Apanhou a segunda, esvaziou-a e refez os movimentos de ainda agora, os dedos por dentro, empurrando a bucha pelos cantos, uma esfregada mais forte pelas bordas, uma passada pelo lado de fora para cumprir protocolos, a bucha posta de lado, a torneira aberta para o enxágüe, um, dois, três giros na caneca inclinada sob o fio d'água, a torneira fechada e a mão esquerda conduz a caneca em direção ao escorredor e lhe escapa a porcelana lisa sai do alcance da mão esquerda escorrega como caroço de melancia apertado entre o polegar e o indicador e sai girando lentamente como ainda agora girava sob o fio d'água mas agora sem mãos que a conduzam e ela gira devagar e vai indo em direção ao chão ele ainda teve tempo de esboçar um movimento que salvasse a caneca e pensa que havia lido em algum lugar onde seria havia lido que os cacos de um copo ao se partir saem do ponto de colisão a mais de dois mil quilômetros por hora e que havia pensado como se mede semelhante idiotice quem se importa a qual velocidade partam cacos? e percebe-se o peso e a densidade da porcelana durante a queda a caneca cilíndrica branca e brilhante girando e a cada volta expondo a asa girando como um satélite em direção ao chão e ele se entorta ainda mais não estava em boa posição para alcançá-la mas se entorta para salvá-la salvar o chão dos cacos deus sabe onde chegarão a dois mil e poucos quilômetros por hora e a caneca bate no chão e se espatifa, não em dois mil pedaços, nem a dois mil por hora.

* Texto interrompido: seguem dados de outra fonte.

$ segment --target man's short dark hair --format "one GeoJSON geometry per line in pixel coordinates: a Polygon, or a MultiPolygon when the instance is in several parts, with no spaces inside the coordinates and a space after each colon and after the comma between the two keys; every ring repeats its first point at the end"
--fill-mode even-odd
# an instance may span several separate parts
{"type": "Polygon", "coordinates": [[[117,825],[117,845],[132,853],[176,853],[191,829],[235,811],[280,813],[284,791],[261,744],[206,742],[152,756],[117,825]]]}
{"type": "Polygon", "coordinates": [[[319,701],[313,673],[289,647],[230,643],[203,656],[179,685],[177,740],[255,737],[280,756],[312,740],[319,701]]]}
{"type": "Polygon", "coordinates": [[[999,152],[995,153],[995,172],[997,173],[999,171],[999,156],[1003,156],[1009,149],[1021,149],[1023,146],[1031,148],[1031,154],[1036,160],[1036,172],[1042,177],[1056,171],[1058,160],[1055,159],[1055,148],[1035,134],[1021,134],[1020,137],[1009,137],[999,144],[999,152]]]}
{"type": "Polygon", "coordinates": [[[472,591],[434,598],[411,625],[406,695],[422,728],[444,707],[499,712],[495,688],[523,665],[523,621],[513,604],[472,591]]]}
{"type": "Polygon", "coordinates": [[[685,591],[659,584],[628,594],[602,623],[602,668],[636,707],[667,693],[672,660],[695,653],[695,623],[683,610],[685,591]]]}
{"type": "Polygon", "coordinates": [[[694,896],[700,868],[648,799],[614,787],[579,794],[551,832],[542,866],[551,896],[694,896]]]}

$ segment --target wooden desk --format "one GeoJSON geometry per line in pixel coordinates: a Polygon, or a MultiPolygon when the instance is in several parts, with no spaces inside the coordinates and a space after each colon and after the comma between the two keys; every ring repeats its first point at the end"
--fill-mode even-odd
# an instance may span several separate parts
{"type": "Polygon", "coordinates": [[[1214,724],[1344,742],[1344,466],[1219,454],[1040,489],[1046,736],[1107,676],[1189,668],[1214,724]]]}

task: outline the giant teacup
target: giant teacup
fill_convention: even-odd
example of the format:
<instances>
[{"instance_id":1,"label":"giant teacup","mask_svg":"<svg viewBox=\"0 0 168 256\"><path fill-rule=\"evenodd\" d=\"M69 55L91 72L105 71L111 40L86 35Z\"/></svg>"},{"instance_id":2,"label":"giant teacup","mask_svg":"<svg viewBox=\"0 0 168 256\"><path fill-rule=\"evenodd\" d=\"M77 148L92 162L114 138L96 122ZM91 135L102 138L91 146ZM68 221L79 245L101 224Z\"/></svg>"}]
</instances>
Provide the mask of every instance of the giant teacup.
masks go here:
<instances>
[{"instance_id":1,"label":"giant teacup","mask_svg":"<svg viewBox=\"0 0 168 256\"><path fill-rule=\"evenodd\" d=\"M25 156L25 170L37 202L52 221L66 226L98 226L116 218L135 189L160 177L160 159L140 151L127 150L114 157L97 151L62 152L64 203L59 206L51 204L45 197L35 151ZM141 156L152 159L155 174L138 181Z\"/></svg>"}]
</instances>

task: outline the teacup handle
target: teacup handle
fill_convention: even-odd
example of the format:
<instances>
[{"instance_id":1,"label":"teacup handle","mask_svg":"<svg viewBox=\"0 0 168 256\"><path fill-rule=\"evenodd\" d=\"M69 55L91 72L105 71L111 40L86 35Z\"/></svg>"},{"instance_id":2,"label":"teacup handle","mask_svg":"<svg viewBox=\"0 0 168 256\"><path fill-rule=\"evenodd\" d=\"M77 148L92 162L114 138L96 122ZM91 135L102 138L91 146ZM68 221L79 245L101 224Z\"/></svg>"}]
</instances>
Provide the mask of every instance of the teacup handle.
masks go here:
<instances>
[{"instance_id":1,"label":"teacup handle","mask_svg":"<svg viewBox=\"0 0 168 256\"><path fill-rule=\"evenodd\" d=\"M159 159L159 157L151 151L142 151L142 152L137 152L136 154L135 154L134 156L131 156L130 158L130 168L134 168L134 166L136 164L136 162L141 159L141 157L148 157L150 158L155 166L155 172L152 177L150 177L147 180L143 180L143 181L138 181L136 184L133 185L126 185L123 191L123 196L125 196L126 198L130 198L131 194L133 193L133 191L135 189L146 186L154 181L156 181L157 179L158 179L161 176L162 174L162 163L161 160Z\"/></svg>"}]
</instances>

É agora um grupo de cinco ou seis grandes cacos mais a miudeza de uma farinha cortante, tudo dentro de um círculo de dois palmos de diâmetro.
Curvado, mão no joelho, olha os cacos e pensa, dois anos loucos, dois anos sem a festa de inauguração prometida em troca das canecas e outros presentes, o apartamento ainda sem pintura, a vida começava a mudar de novo, levada por marés que ele não conseguia sequer supor o ritmo, dois anos sem quebrar uma caneca sequer, e ele se esforçava agora para se lembrar de qual mulher seria a boca que havia se encostado pela última vez naquela, agora virada em cacos, e desejou que o pé dessa mulher pudesse ter estado por debaixo da caneca agora mesmo na hora da queda. Haveria de ter poupado a caneca, e dado à mulher o que ela merecia, fosse qual fosse.
Cremava o pão na frigideira, preto. Quis estar no lugar dele.